Tortoise Not Seen for 113 Years Found on Galapagos Island

Chelonoidis phantasticus, or the Fernandina giant tortoise, was feared extinct until an expedition found a lone female in a remote area on the island of Fernandina.

Feb 25, 2019
Carolyn Wilke
MARK ROMANOV AND JOHN HARRINGTON

Up until earlier this month, the Fernandina giant tortoise (Chelonoidis phantasticus) had not been seen alive since 1906. On February 17, an expedition in search of the tortoise, which was feared extinct, found a lone female buried in brush in a remote area on the island of Fernandina in the Galapagos, according to a statement. Based on her shell and facial features, she was identified as a member of C. phantasticus.

“The photos from the team clearly show a moderately saddle-backed, old female about half to two-thirds the size of the known male. Pending genetic confirmation, this is almost undoubtedly the lost Fernandina Giant Tortoise,” says Anders Rhodin from the Turtle Conservancy and International Union for Conservation of Nature, in the statement.

The team members suspect more tortoises may live on Fernandina because of scat and tracks they observed there. The expedition included members from the Galapagos National Park, the Galapagos Conservancy, and Animal Planet, which funded the search and will feature it on an episode of the show “Extinct or Alive.” 

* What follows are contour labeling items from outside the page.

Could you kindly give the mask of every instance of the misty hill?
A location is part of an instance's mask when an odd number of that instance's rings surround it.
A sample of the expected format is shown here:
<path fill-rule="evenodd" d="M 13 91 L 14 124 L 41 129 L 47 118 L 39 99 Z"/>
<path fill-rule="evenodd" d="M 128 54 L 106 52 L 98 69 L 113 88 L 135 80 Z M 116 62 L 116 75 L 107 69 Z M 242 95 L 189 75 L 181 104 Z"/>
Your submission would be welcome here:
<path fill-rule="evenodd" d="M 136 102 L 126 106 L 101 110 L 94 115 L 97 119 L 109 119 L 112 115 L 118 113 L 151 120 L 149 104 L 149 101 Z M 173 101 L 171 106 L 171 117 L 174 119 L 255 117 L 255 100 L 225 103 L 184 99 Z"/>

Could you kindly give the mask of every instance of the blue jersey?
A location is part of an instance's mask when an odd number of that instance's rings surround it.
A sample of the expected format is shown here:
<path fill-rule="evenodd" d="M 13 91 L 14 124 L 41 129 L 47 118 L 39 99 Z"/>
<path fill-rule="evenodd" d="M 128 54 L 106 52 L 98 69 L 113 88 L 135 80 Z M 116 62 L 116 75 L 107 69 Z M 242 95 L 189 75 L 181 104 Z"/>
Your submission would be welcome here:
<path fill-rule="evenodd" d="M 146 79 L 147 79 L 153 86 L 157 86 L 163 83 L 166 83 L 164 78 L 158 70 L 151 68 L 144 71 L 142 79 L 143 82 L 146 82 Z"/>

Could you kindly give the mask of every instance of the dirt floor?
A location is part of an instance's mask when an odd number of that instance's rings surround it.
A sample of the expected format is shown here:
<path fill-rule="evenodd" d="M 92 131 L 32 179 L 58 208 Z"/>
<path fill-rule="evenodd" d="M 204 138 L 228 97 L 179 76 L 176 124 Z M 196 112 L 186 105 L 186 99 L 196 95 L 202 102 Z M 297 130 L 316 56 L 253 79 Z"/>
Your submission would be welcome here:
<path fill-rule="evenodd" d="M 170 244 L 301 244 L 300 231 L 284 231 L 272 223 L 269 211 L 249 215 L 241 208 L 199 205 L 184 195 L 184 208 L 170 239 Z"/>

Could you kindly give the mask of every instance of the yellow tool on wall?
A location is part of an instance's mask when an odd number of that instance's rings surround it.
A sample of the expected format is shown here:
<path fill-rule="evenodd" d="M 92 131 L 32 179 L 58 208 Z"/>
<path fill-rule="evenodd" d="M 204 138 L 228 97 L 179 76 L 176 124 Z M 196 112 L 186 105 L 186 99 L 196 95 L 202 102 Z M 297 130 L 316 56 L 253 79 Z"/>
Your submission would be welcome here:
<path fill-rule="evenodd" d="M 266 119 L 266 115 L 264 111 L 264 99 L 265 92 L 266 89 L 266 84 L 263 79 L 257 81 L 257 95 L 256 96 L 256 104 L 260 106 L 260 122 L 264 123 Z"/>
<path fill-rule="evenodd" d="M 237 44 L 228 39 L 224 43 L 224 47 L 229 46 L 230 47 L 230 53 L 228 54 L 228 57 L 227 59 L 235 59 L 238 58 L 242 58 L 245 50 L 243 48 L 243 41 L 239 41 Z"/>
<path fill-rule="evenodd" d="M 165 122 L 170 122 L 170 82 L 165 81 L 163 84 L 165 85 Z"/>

The crew moved the tortoise, which may be more than 100 years old, to Santa Cruz Island where there is a giant tortoise breeding center, reports the Associated Press. If there are other living turtles, they may yet breed. 

“They will need more than one, but females may store sperm for a long time,” says Duke University professor of conservation ecology Stuart Pimm in the AP article. “There may be hope.”